The stocks then entered into a long period of consolidation but on Jan. 12, Digital World broke up from a key resistance zone and began to trek higher. The ascent toward the resistance zone began on Jan. 6, the day before Trump Media and Technology Group announced its plans to launch its new social media app on Feb. 21.
Digital World looks as though it could be headed toward a new all-time high if the current trajectory continues and the launch of the app is successful. Phunware has a lot of work to do to bust through heavy resistance at the $4.13 level and for now at least, no new catalysts to propel it there.

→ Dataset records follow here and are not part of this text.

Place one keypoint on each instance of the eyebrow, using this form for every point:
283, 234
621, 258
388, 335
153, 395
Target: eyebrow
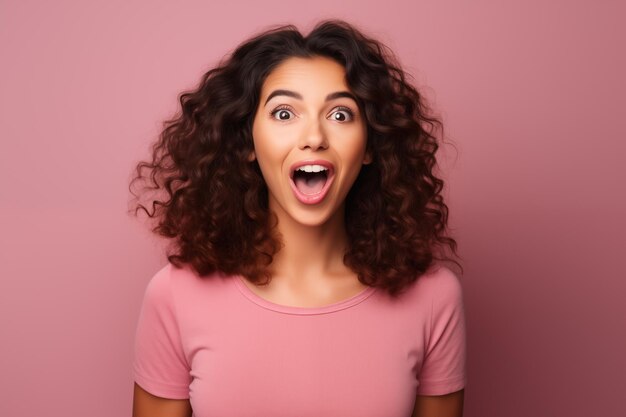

It should be noted, however, that events affecting the general markets, negative or positive reactions to earnings prints, and news headlines about a stock can quickly invalidate patterns and breakouts. As the saying goes, “the trend is your friend until it isn’t” and any trader in a position should have a clear stop set in place and manage their risk versus reward.
The Digital World Chart
On Wednesday, Digital World gapped up slightly higher but immediately ran into a group of sellers and profit takers, and by mid-day the stock was trading down about 6 percent.
The decline is needed to cool Digital World’s relative strength index (RSI), which was in oversold territory on Tuesday measuring in at about 74 percent.
Digital World also ran into and rejected the 0.382 Fibonacci level (Fib), which may indicate it’s time for the stock to print its next higher low. Shares will need to continue printing higher lows if it continues in its uptrend, which will help the stock to develop support zones above the $66 level.
The stock has resistance above at the 0.382 Fib and the 0.5 level, which equates to about $106 and support below at $73.15 and $66.31.
The Phunware Chart
Phunware shot up over 12 percent on Tuesday but ran into and rejected the 50-day simple moving average on the daily chart, which indicates longer-term sentiment remains bearish.
On Wednesday, Phunware was in the process of printing an inside bar pattern, which leans bullish because the stock was trading higher prior. Traders can watch for a break of the pattern on Thursday to gauge future direction.
Phunware has a gap below between $1.92 and $2.41 and because gaps on charts fill about 90 percent of the time, it’s likely the stock will fall down to fill that empty trading range in the future.
There is resistance above at $3.13 and $3.38 and support below at $2.86 and $2.62.